Seeing the need to obtain credentials as an ordained minister in order to be accepted by his missionary colleagues, Gideon returned to Connecticut for a time to begin the necessary studies. He was licensed to preach in 1847 and ordained in 1848 as a Presbyterian minister.

When Minnesota Territory was established in 1849, Gideon served in the first Minnesota Territorial Legislature in the Minnesota Territorial House of Representatives. He was noted for his efforts to promote civil rights and to protect the integrity of the Sabbath.

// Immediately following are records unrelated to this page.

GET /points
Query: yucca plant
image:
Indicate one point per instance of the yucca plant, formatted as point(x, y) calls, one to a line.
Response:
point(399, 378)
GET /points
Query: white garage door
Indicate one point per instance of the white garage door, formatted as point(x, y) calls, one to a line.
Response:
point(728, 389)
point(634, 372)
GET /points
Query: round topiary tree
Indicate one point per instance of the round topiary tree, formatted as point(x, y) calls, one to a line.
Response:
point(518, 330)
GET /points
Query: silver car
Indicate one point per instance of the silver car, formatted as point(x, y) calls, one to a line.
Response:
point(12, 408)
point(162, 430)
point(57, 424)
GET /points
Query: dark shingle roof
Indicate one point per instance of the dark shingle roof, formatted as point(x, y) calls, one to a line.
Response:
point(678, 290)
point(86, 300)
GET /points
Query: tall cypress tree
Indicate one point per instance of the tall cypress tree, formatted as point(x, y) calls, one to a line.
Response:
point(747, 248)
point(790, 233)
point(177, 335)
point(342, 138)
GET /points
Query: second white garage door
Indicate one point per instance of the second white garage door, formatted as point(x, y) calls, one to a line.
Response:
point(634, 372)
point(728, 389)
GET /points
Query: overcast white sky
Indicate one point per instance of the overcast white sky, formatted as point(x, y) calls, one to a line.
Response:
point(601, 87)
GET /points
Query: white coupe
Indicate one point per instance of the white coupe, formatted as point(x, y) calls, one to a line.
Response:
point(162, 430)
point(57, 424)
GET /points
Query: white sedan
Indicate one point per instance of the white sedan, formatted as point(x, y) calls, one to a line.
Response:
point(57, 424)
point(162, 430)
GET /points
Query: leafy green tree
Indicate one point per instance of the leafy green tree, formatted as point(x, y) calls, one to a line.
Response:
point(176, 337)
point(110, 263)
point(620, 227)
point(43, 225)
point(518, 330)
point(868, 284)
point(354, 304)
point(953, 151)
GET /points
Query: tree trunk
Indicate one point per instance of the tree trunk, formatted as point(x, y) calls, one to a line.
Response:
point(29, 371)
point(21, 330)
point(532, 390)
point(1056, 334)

Most members of the Dakota tribe were moved to reservations after the Treaty of Traverse des Sioux in 1851. The Pond brothers determined to leave the Dakota mission and serve the incoming settlers as pastors. Gideon was the first pastor of the First Presbyterian Church of Oak Grove (founded in 1855), currently Oak Grove Presbyterian Church. He served in that role until his retirement in 1873. As the pastorate's salary was modest and was not always paid, Gideon also operated a farm.

After his first wife died, Gideon married in 1854 another former missionary colleague, Agnes C. Johnson Hopkins, widow of Robert Hopkins. The two marriages produced 13 children, in addition to the three surviving children from Agnes' first marriage.

In the wake of the Dakota War of 1862, many Dakota men were imprisoned at Mankato, among them Wak-anhdi Ota, father of Ohiyesa. A religious revival took place among the prisoners, and about 300 of the men requested Christian baptism. About 50 men of the former Lake Calhoun village asked Gideon to perform the baptismal ceremonies, and his diary describes this moving experience. Several Dakota families, numbering about 50 people, were members of the Oak Grove congregation subsequent to the war.

Gideon died of pneumonia and was buried in the First Presbyterian Church of Oak Grove Cemetery. A Presbyterian retirement home and two elementary schools (one in Bloomington and one in Burnsville), among other institutions, are named for him.